How to Decide on Terms
As PR professionals, we always advise our clients to approach off-the-record or background conversations with care. Any degree of this type of interaction requires one vital element: trust between the journalist and the source.
When deciding whether to approach a journalist with an off-the-record or background tip, consider how well you know the reporter’s beat. Will the information be of value to her and her readers? Is the information valuable to the public, overall?
Consider, too, how well you know the reporter as an individual. Have you shared sensitive information with her before? Were you able to agree on terms of a previous conversation, and did she and the publication uphold those terms?
That type of trust really only can be developed over time. It also can be subject to the whims of an editor with whom you do not have a relationship. A reporter may have agreed not to use a source’s name, but by the time the piece gets to the editors, they decide that agreement is not in the publication’s best interest. Either the piece gets killed or the reporter has to go back to the source and renegotiate terms.
Bottom line: if you are at all uncertain about the terms of a conversation, don’t say anything you wouldn’t want to see printed on the front page or home page.
And remember, too, that even if both parties agree to go off the record or on background, the impressions and feelings created in the mind of the journalist by that conversation are long-lasting and can shape future coverage.
Many significant news stories have started out with deep background tips from a mysterious source. That was the case with my late night caller from the meatpacking plant.
When she first called, she was frightened but insistent. Over the course of several more calls, I won her trust, and then the trust of one of her colleagues. We eventually met in person, and the women retained an attorney who filed a suit against the plant, alleging that a video camera hidden in an office at the plant violated state laws protecting patients’ right to privacy and confidentiality.

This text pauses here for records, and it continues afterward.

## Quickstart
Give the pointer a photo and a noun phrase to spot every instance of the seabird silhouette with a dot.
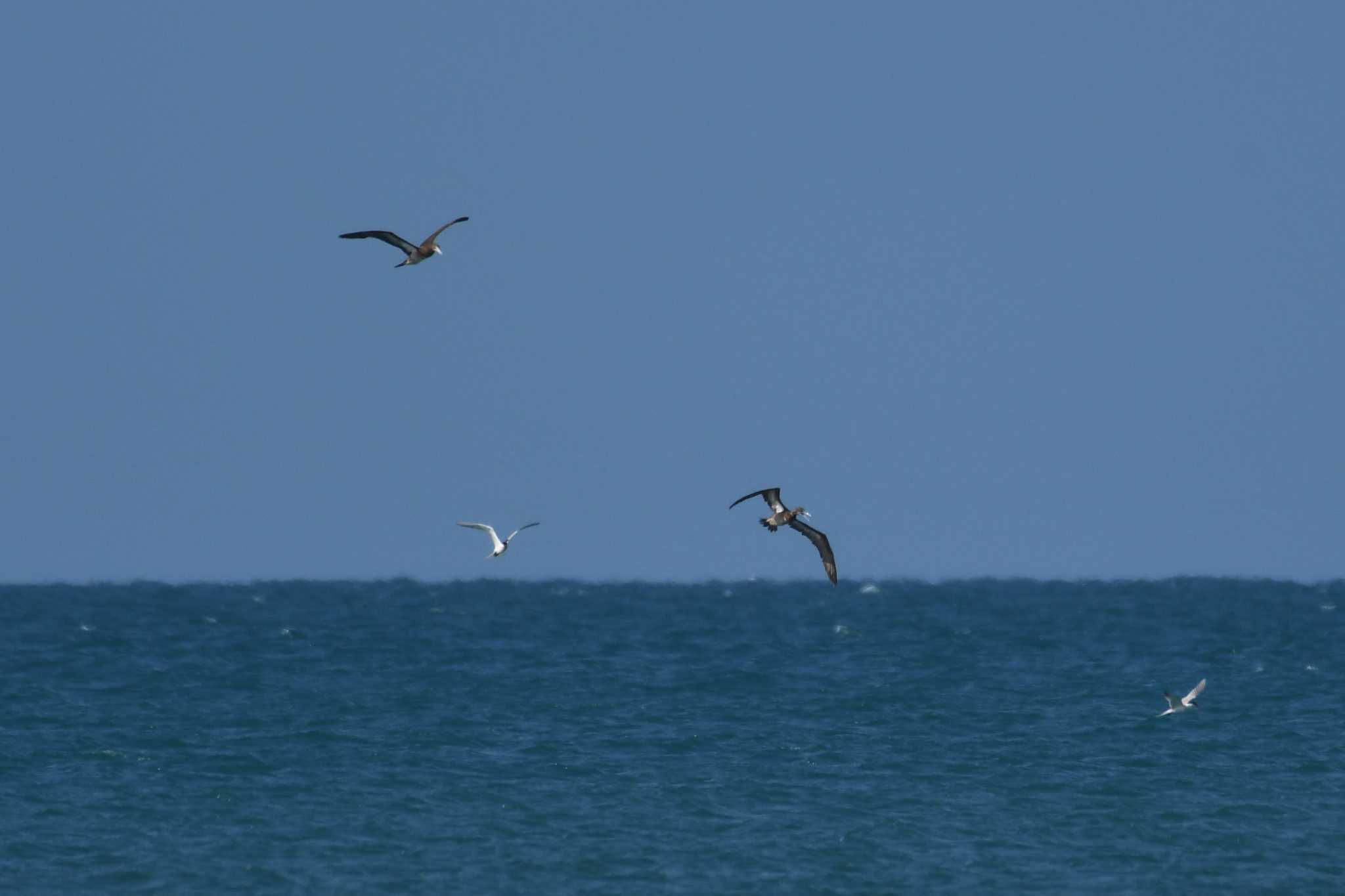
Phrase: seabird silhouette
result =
(500, 547)
(1185, 703)
(785, 516)
(414, 254)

The story announcing the lawsuit went A1, above-the-fold, fully on the record, and with art. (Translation = it was published on the top of the front page of the newspaper, with a photo of the plaintiffs as they announced their suit.)
If the source hadn’t taken a leap of faith and called the newsroom, and if I hadn’t agreed to that initial, deep background conversation, the story might never have come to light. That illustrates why it’s worthwhile to understand how to navigate sensitive conversations between journalists and sources.